Behavior With Price Adjustment, Without Refresh

Assume you set up the Standard Desktop with a unit price of $300 and a $20 markup.

Step

Description

Unit Price with Refresh

Unit Price without Refresh

1

User 1 adds the Standard Desktop to an order line.

$300

$300

2

User 2 adds the Standard Desktop to an order line.

$300

$300

3

Administrator creates an adjustment matrix that adds a $20 markup on the Standard Desktop.

Not applicable

Not applicable

4

User 1 signs out, signs in, creates a new sales order, and adds Standard Desktop to an order line.

$300

$320

5

User 2 signs out, signs in, creates a new sales order, and adds Standard Desktop to an order line.

$300

$320

What Happens When Pricing Algorithms Change at Runtime

Pricing uses your runtime session to refresh each pricing algorithm.

  • Pricing loads the pricing algorithm the first time it gets the algorithm when it prices a transaction, then reads the algorithm from the session during each subsequent price request.

  • Pricing continues to use the session data until you sign out of the session.

  • Pricing doesn't refresh the data until you sign back into the application.

Consider an example.

  • User 1, User 2, and User 3 are each an Order Entry Specialist who use the Order Management work area.

  • Administrator is a Pricing Administrator who uses the Pricing Administration work area.

  1. The administrator creates an pricing algorithm named Calculate My Shipping Charges, creates version 1 for the algorithm, then publishes it.

  2. User 1 signs into Order Management, creates a sales order, then adds the Standard Desktop to an order line.

  3. Order Management sends a request to Pricing to price the order line.

  4. Pricing looks for Calculate My Shipping Charges in the session data but doesn't find it because this is the first request in this session.

  5. Pricing gets Calculate My Shipping Charges from the database and loads it into the session data.

  6. User 2 signs into Order Management, creates a sales order, then adds the Standard Desktop to an order line.

  7. Order Management sends a request to Pricing to price the order line.

  8. Pricing looks for Calculate My Shipping Charges in the session data, finds it, and uses it to price the order line.

Assume the administrator modifies the Calculate My Shipping Charges pricing algorithm, creates version 2 of it, then publishes it.

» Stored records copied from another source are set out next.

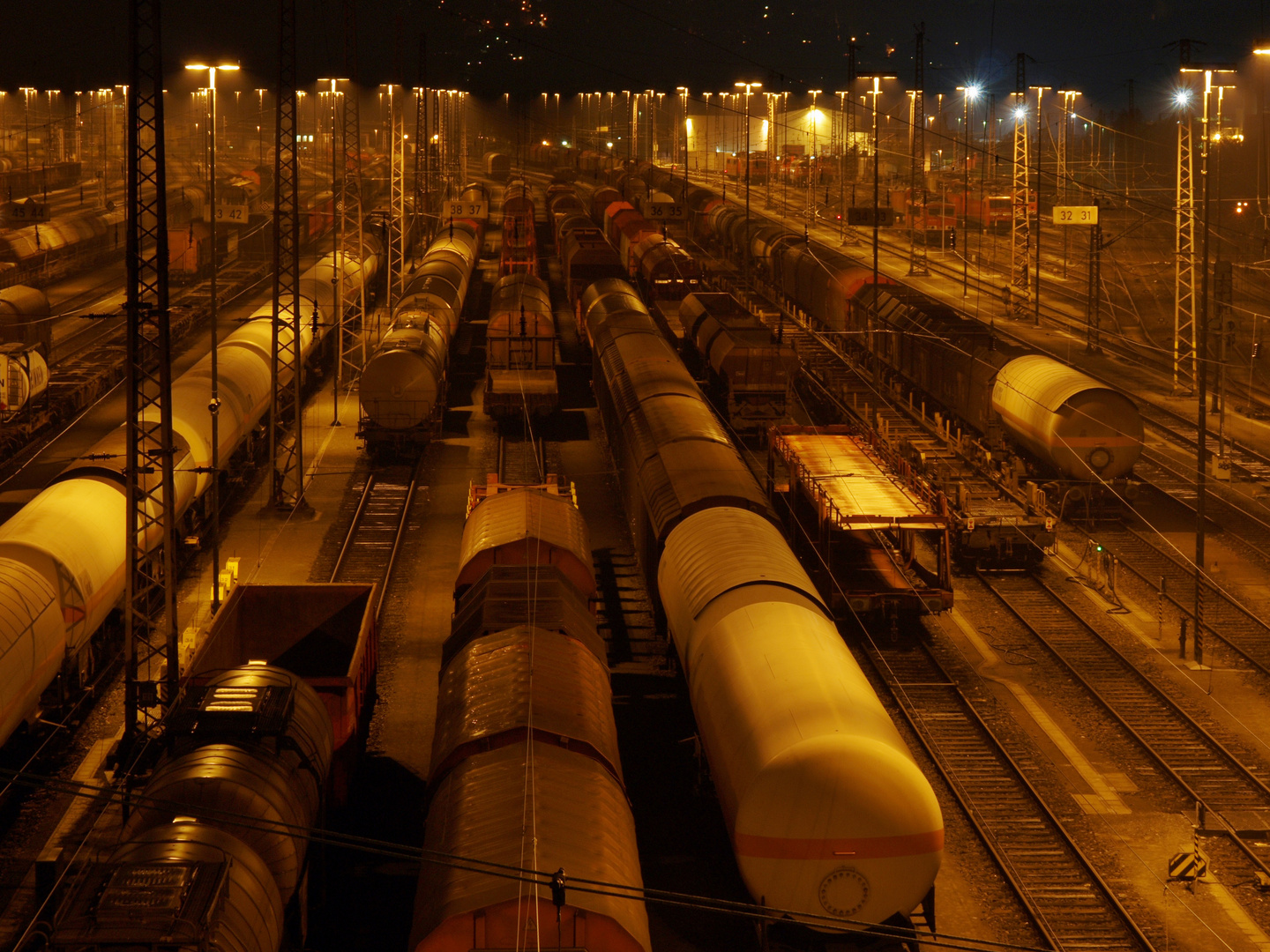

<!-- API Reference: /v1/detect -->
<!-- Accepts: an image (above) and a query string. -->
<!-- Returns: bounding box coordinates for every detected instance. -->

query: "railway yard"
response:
[10,12,1270,952]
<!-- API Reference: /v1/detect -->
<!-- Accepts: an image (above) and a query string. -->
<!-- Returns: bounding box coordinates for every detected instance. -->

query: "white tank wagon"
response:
[658,508,944,926]
[482,271,560,420]
[358,219,484,448]
[0,242,378,744]
[0,285,53,361]
[49,663,332,952]
[582,280,944,928]
[992,354,1143,480]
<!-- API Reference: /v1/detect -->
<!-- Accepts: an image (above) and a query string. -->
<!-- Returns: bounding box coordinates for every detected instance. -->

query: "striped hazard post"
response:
[1169,851,1207,880]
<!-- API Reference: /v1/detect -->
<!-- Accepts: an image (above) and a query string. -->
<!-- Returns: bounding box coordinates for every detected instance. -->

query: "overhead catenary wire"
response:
[0,768,1072,952]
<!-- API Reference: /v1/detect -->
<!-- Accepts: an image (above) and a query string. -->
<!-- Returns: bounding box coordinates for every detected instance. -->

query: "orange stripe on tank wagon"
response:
[733,828,944,859]
[998,412,1142,448]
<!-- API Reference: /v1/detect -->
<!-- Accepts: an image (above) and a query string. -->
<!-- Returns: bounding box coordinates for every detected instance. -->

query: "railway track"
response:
[330,457,422,623]
[981,575,1270,874]
[868,640,1154,952]
[497,435,548,485]
[1134,450,1270,565]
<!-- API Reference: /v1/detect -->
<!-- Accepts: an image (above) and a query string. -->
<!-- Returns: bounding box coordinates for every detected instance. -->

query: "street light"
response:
[255,89,267,165]
[185,63,239,612]
[1027,86,1053,328]
[1181,64,1235,664]
[806,89,825,221]
[733,83,763,300]
[857,72,895,293]
[675,86,692,183]
[314,78,348,427]
[958,84,984,297]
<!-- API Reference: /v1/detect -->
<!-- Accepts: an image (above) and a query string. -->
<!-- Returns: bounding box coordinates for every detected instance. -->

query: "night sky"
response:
[7,0,1266,116]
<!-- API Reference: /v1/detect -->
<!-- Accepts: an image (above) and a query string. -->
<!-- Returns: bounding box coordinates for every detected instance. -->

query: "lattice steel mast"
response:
[1174,115,1198,393]
[1010,53,1031,317]
[907,23,942,277]
[123,0,180,747]
[269,0,305,509]
[335,0,366,390]
[388,84,407,313]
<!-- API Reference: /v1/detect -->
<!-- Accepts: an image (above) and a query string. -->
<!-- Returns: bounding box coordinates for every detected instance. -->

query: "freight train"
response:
[548,185,627,309]
[497,179,539,278]
[0,285,53,419]
[583,274,944,926]
[0,237,382,744]
[47,663,332,952]
[890,188,956,250]
[0,155,83,202]
[678,292,797,436]
[0,179,205,285]
[358,182,489,452]
[410,481,650,952]
[482,274,560,420]
[693,183,1143,485]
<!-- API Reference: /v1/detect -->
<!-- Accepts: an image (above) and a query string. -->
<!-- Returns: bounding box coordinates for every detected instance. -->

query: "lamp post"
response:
[1054,89,1080,278]
[255,89,267,165]
[733,83,763,302]
[1028,86,1051,328]
[858,72,895,296]
[958,84,984,297]
[806,89,825,222]
[185,63,239,612]
[1181,66,1235,664]
[675,86,692,183]
[698,93,713,178]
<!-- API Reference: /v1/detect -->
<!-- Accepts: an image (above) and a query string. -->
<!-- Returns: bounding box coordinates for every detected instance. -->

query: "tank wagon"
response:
[358,195,485,450]
[698,188,1142,484]
[49,664,332,952]
[497,179,539,277]
[410,485,649,952]
[890,188,958,249]
[550,188,626,317]
[583,280,944,926]
[0,240,380,742]
[679,292,797,435]
[482,274,560,420]
[482,152,512,182]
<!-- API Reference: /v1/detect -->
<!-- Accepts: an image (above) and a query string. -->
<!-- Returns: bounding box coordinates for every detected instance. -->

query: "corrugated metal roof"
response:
[432,624,623,783]
[992,354,1110,419]
[658,507,823,631]
[777,433,947,529]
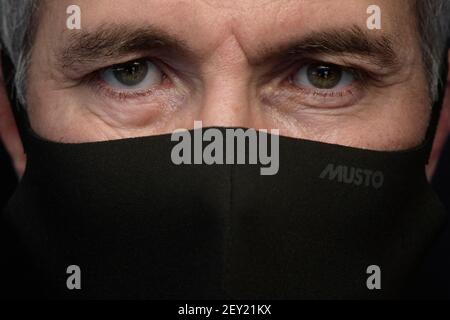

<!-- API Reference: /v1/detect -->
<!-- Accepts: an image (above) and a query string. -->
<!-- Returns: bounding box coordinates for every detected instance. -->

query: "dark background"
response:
[0,136,450,299]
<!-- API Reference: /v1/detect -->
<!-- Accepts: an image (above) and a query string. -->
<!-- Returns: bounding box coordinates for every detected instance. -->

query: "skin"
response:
[0,0,450,176]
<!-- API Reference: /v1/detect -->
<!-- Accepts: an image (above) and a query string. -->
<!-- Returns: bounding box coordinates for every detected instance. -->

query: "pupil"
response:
[308,65,342,89]
[113,61,148,86]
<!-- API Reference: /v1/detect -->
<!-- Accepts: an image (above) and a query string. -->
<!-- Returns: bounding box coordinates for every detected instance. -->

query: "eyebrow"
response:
[254,25,399,67]
[56,24,399,68]
[56,24,193,68]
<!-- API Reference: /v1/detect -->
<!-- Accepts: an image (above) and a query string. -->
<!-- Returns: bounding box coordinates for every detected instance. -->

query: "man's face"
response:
[27,0,430,150]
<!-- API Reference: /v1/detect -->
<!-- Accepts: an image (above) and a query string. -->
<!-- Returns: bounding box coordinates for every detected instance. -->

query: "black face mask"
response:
[0,47,445,299]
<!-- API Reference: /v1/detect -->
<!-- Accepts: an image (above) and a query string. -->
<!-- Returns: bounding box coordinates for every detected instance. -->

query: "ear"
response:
[0,52,26,177]
[426,52,450,181]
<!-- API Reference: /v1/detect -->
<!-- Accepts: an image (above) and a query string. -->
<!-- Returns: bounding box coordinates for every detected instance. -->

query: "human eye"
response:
[292,63,356,90]
[90,58,173,100]
[265,61,379,111]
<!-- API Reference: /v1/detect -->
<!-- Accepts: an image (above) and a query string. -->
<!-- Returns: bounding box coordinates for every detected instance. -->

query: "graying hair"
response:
[0,0,450,105]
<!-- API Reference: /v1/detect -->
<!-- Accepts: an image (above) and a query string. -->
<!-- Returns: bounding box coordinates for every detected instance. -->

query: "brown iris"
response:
[113,60,149,87]
[307,64,342,89]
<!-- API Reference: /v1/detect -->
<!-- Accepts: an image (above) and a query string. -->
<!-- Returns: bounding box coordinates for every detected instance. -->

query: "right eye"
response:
[100,59,164,91]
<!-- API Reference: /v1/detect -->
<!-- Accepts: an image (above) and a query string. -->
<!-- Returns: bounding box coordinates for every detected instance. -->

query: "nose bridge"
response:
[199,35,252,127]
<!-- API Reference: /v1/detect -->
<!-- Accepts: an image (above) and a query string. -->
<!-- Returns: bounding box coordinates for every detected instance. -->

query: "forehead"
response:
[40,0,414,54]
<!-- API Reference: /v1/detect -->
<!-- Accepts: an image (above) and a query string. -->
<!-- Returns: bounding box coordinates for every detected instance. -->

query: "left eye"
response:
[101,60,163,90]
[293,63,355,89]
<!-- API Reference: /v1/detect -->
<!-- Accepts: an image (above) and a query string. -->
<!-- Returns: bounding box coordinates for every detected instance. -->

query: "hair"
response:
[0,0,450,105]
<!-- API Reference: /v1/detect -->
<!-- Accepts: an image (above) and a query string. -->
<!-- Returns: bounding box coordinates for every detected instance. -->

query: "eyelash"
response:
[84,59,170,101]
[284,59,372,98]
[85,58,380,101]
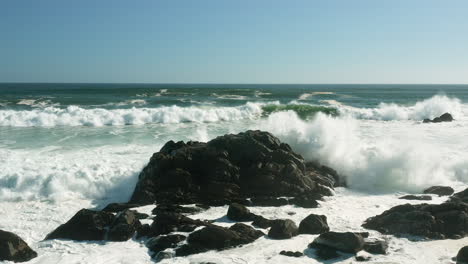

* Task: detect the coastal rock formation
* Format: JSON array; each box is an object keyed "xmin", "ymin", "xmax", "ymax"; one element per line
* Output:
[
  {"xmin": 423, "ymin": 113, "xmax": 453, "ymax": 123},
  {"xmin": 0, "ymin": 230, "xmax": 37, "ymax": 262},
  {"xmin": 362, "ymin": 202, "xmax": 468, "ymax": 239},
  {"xmin": 129, "ymin": 131, "xmax": 341, "ymax": 207}
]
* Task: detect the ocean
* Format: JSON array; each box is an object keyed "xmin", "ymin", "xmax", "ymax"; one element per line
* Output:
[{"xmin": 0, "ymin": 83, "xmax": 468, "ymax": 263}]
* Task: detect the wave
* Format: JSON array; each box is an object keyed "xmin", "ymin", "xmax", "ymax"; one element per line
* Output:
[
  {"xmin": 0, "ymin": 103, "xmax": 262, "ymax": 127},
  {"xmin": 339, "ymin": 95, "xmax": 468, "ymax": 121},
  {"xmin": 262, "ymin": 104, "xmax": 338, "ymax": 119},
  {"xmin": 258, "ymin": 111, "xmax": 468, "ymax": 193}
]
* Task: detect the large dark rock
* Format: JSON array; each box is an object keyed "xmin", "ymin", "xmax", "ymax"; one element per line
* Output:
[
  {"xmin": 424, "ymin": 186, "xmax": 455, "ymax": 196},
  {"xmin": 423, "ymin": 113, "xmax": 453, "ymax": 123},
  {"xmin": 309, "ymin": 232, "xmax": 364, "ymax": 254},
  {"xmin": 363, "ymin": 202, "xmax": 468, "ymax": 239},
  {"xmin": 299, "ymin": 214, "xmax": 330, "ymax": 235},
  {"xmin": 176, "ymin": 223, "xmax": 264, "ymax": 256},
  {"xmin": 457, "ymin": 246, "xmax": 468, "ymax": 264},
  {"xmin": 107, "ymin": 209, "xmax": 141, "ymax": 241},
  {"xmin": 0, "ymin": 230, "xmax": 37, "ymax": 262},
  {"xmin": 45, "ymin": 209, "xmax": 115, "ymax": 240},
  {"xmin": 227, "ymin": 203, "xmax": 254, "ymax": 221},
  {"xmin": 130, "ymin": 131, "xmax": 339, "ymax": 206},
  {"xmin": 268, "ymin": 219, "xmax": 298, "ymax": 239}
]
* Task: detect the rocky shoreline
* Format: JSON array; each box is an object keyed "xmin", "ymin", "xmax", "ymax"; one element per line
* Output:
[{"xmin": 0, "ymin": 131, "xmax": 468, "ymax": 263}]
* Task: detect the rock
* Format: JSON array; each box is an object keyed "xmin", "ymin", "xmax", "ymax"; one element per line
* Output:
[
  {"xmin": 227, "ymin": 203, "xmax": 254, "ymax": 221},
  {"xmin": 364, "ymin": 240, "xmax": 388, "ymax": 255},
  {"xmin": 423, "ymin": 113, "xmax": 453, "ymax": 123},
  {"xmin": 268, "ymin": 219, "xmax": 298, "ymax": 239},
  {"xmin": 149, "ymin": 212, "xmax": 210, "ymax": 236},
  {"xmin": 299, "ymin": 214, "xmax": 330, "ymax": 235},
  {"xmin": 457, "ymin": 246, "xmax": 468, "ymax": 264},
  {"xmin": 176, "ymin": 223, "xmax": 264, "ymax": 256},
  {"xmin": 250, "ymin": 196, "xmax": 289, "ymax": 206},
  {"xmin": 362, "ymin": 202, "xmax": 468, "ymax": 239},
  {"xmin": 146, "ymin": 235, "xmax": 187, "ymax": 254},
  {"xmin": 309, "ymin": 232, "xmax": 364, "ymax": 254},
  {"xmin": 280, "ymin": 250, "xmax": 304, "ymax": 258},
  {"xmin": 398, "ymin": 195, "xmax": 432, "ymax": 201},
  {"xmin": 0, "ymin": 230, "xmax": 37, "ymax": 262},
  {"xmin": 101, "ymin": 203, "xmax": 141, "ymax": 213},
  {"xmin": 107, "ymin": 209, "xmax": 141, "ymax": 241},
  {"xmin": 45, "ymin": 209, "xmax": 115, "ymax": 241},
  {"xmin": 130, "ymin": 131, "xmax": 338, "ymax": 207},
  {"xmin": 424, "ymin": 186, "xmax": 455, "ymax": 196}
]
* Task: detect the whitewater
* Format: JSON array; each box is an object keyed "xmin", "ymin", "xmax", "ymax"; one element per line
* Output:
[{"xmin": 0, "ymin": 84, "xmax": 468, "ymax": 263}]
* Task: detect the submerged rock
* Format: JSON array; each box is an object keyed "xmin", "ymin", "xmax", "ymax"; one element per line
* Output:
[
  {"xmin": 424, "ymin": 186, "xmax": 455, "ymax": 196},
  {"xmin": 130, "ymin": 131, "xmax": 339, "ymax": 207},
  {"xmin": 45, "ymin": 209, "xmax": 115, "ymax": 241},
  {"xmin": 0, "ymin": 230, "xmax": 37, "ymax": 262},
  {"xmin": 362, "ymin": 202, "xmax": 468, "ymax": 239}
]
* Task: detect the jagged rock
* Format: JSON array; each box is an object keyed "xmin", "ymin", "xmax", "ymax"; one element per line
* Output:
[
  {"xmin": 299, "ymin": 214, "xmax": 330, "ymax": 235},
  {"xmin": 146, "ymin": 235, "xmax": 187, "ymax": 254},
  {"xmin": 398, "ymin": 194, "xmax": 432, "ymax": 201},
  {"xmin": 0, "ymin": 230, "xmax": 37, "ymax": 262},
  {"xmin": 362, "ymin": 202, "xmax": 468, "ymax": 239},
  {"xmin": 268, "ymin": 219, "xmax": 298, "ymax": 239},
  {"xmin": 457, "ymin": 246, "xmax": 468, "ymax": 264},
  {"xmin": 424, "ymin": 186, "xmax": 455, "ymax": 196},
  {"xmin": 130, "ymin": 131, "xmax": 338, "ymax": 207},
  {"xmin": 176, "ymin": 223, "xmax": 264, "ymax": 256},
  {"xmin": 227, "ymin": 203, "xmax": 254, "ymax": 221},
  {"xmin": 364, "ymin": 240, "xmax": 388, "ymax": 255},
  {"xmin": 280, "ymin": 250, "xmax": 304, "ymax": 258},
  {"xmin": 423, "ymin": 113, "xmax": 453, "ymax": 123},
  {"xmin": 107, "ymin": 209, "xmax": 141, "ymax": 241},
  {"xmin": 45, "ymin": 209, "xmax": 115, "ymax": 241},
  {"xmin": 309, "ymin": 232, "xmax": 364, "ymax": 254}
]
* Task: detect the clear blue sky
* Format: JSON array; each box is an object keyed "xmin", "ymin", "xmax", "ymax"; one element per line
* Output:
[{"xmin": 0, "ymin": 0, "xmax": 468, "ymax": 83}]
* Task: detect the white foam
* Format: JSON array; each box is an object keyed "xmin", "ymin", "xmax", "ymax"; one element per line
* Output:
[{"xmin": 0, "ymin": 103, "xmax": 262, "ymax": 127}]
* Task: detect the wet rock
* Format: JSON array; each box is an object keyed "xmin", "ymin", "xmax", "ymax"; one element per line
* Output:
[
  {"xmin": 280, "ymin": 250, "xmax": 304, "ymax": 258},
  {"xmin": 457, "ymin": 246, "xmax": 468, "ymax": 264},
  {"xmin": 0, "ymin": 230, "xmax": 37, "ymax": 262},
  {"xmin": 299, "ymin": 214, "xmax": 330, "ymax": 235},
  {"xmin": 130, "ymin": 131, "xmax": 337, "ymax": 208},
  {"xmin": 227, "ymin": 203, "xmax": 254, "ymax": 221},
  {"xmin": 363, "ymin": 202, "xmax": 468, "ymax": 239},
  {"xmin": 424, "ymin": 186, "xmax": 455, "ymax": 196},
  {"xmin": 309, "ymin": 232, "xmax": 364, "ymax": 254},
  {"xmin": 107, "ymin": 209, "xmax": 141, "ymax": 241},
  {"xmin": 423, "ymin": 113, "xmax": 453, "ymax": 123},
  {"xmin": 364, "ymin": 240, "xmax": 388, "ymax": 255},
  {"xmin": 398, "ymin": 195, "xmax": 432, "ymax": 201},
  {"xmin": 268, "ymin": 219, "xmax": 298, "ymax": 239},
  {"xmin": 176, "ymin": 223, "xmax": 264, "ymax": 256},
  {"xmin": 45, "ymin": 209, "xmax": 115, "ymax": 241}
]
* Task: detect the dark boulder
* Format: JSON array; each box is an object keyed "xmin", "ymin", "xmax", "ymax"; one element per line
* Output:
[
  {"xmin": 424, "ymin": 186, "xmax": 455, "ymax": 196},
  {"xmin": 309, "ymin": 232, "xmax": 364, "ymax": 254},
  {"xmin": 45, "ymin": 209, "xmax": 115, "ymax": 241},
  {"xmin": 268, "ymin": 219, "xmax": 298, "ymax": 239},
  {"xmin": 0, "ymin": 230, "xmax": 37, "ymax": 262},
  {"xmin": 364, "ymin": 240, "xmax": 388, "ymax": 255},
  {"xmin": 423, "ymin": 113, "xmax": 453, "ymax": 123},
  {"xmin": 299, "ymin": 214, "xmax": 330, "ymax": 235},
  {"xmin": 130, "ymin": 131, "xmax": 338, "ymax": 207},
  {"xmin": 280, "ymin": 250, "xmax": 304, "ymax": 258},
  {"xmin": 457, "ymin": 246, "xmax": 468, "ymax": 264},
  {"xmin": 362, "ymin": 202, "xmax": 468, "ymax": 239},
  {"xmin": 107, "ymin": 209, "xmax": 141, "ymax": 241},
  {"xmin": 227, "ymin": 203, "xmax": 254, "ymax": 221},
  {"xmin": 398, "ymin": 194, "xmax": 432, "ymax": 201},
  {"xmin": 176, "ymin": 223, "xmax": 264, "ymax": 256}
]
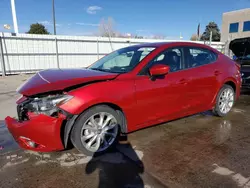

  1. User 1, who hasn't signed out of Order Management, creates a new sales order, then adds the Standard Desktop to an order line.

  2. Order Management sends a request to Pricing to price the order line for User 1.

  3. Pricing looks for Calculate My Shipping Charges in the session data, finds version 1, and uses it to price the order line for User 1.

  4. User 2 signs out of and signs into Order Management, creates a sales order, and adds the Standard Desktop to an order line.

  5. Order Management sends a request to Pricing to price the order line for User 2.

  6. The administrator published version 2, so Pricing looks for version 2 of Calculate My Shipping Charges in the session data but doesn't find it. So, Pricing loads version 2 into the session data, then uses version 2 to price the order line for User 2.

  7. User 3 signs into Order Management, creates a sales order, and adds the Standard Desktop to an order line.

  8. Order Management sends a request to Pricing to price the order line for User 3.

  9. Pricing looks for version 2 of Calculate My Shipping Charges in the session data, finds it, and uses it to price the order line for User 3.

What Happens When I Modify Service Mappings

Pricing publishes each service mapping to session data in Oracle Metadata Service. If you don't modify any service mappings, then Pricing reads the service mapping from the data in Oracle Metadata Service when it prices your item.

Here's what Pricing does if you modify a service mapping.

  1. Gets the service mapping that you modified.

  2. Creates the schema for the mapping you modified.

  3. Publishes the schema to the data in Oracle Metadata Service.

  4. Reads the mapping from the data in Oracle Metadata Service to price your item.

For details, go to Oracle Middleware Understanding Oracle Application Development Framework, then see the Oracle Metadata Services chapter.